Ich bin sehr gespannt auf Ihre Projektideen und wünsche Ihnen eine anregende und produktive Veranstaltung!

Teil 2

Sehr geehrte Frau Nallinger,
sehr geehrte Projektteilnehmerinnen und -teilnehmer,
sehr geehrte Damen und Herren,

vielen Dank für Ihre Ausführungen! Es ist beeindruckend, wie viele und unterschiedliche Themen Sie hier mit Ihren Projektideen adressieren wollen und wie viele unterschiedliche Akteure sich hier vernetzt haben.

Sie haben ganz verschiedene Aspekte der Kreislaufwirtschaft adressiert, von praktischen Anwendungen wie der Jugendherberge in Balingen und der Fahrzeugverwertungsfabrik, über digitale Instrumente bis zur Berücksichtigung von entsprechenden Kriterien bei der Finanzierung von Vorhaben.

Das ist nach meiner Einschätzung der richtige Weg und ich wünsche Ihnen viel Erfolg bei der Weiterentwicklung und Umsetzung dieser Ideen!

Als Bundesumweltministerium wollen wir Initiativen und innovative Ideen für mehr Ressourceneffizienz und Kreislaufwirtschaft in der deutschen Wirtschaft durch Fördermaßnahmen unterstützen. Dazu ist beispielsweise ein Programm "Ressourceneffizienz zirkuläre Produktionsprozesse" in Vorbereitung, für das in Kürze die Förderrichtlinie veröffentlicht wird.

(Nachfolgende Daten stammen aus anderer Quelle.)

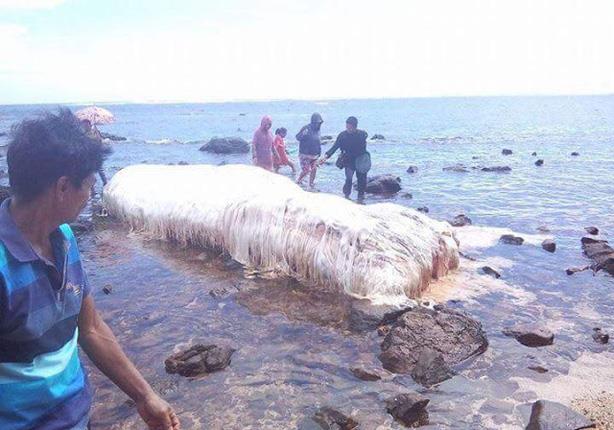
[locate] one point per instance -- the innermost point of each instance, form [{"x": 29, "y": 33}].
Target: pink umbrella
[{"x": 96, "y": 115}]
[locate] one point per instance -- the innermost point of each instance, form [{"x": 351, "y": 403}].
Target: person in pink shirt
[{"x": 263, "y": 150}]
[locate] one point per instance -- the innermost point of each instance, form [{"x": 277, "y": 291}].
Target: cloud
[{"x": 30, "y": 4}]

Wir stehen auch kurz vor der Auftragserteilung für den Green-AI Hub Mittelstand. Der Green-AI Hub Mittelstand des Bundesumweltministeriums zielt darauf ab, mit KI ökonomisch und ökologisch sinnvolle Lösungen zu finden. Viele Unternehmen sind sich dieses Potenzials noch nicht hinreichend bewusst. Der Auftragnehmer wird in diesem Vorhaben vor allem mit kleinen und mittleren Unternehmen Open-Source-Anwendungen für ressourcenschonende KI-Technologien entwickeln und direkt im Unternehmen einsetzen. Für mich ist sehr wichtig, dass die Ressourceneinsparung dabei insgesamt größer ist als der notwendige Einsatz an Energie und Material für die Anwendung der KI.

Möglicherweise sind die genannten Aktivitäten auch hilfreich zur Umsetzung Ihrer Projektideen.

Damit muss ich mich jetzt von Ihnen verabschieden und wünsche Ihnen weitere produktive Gespräche, sowohl auf dem Podium als auch in der Kaffeepause und beim Mittagessen! Herzlichen Dank für Ihr Engagement, ich wünsche Ihren Projekten viel Erfolg!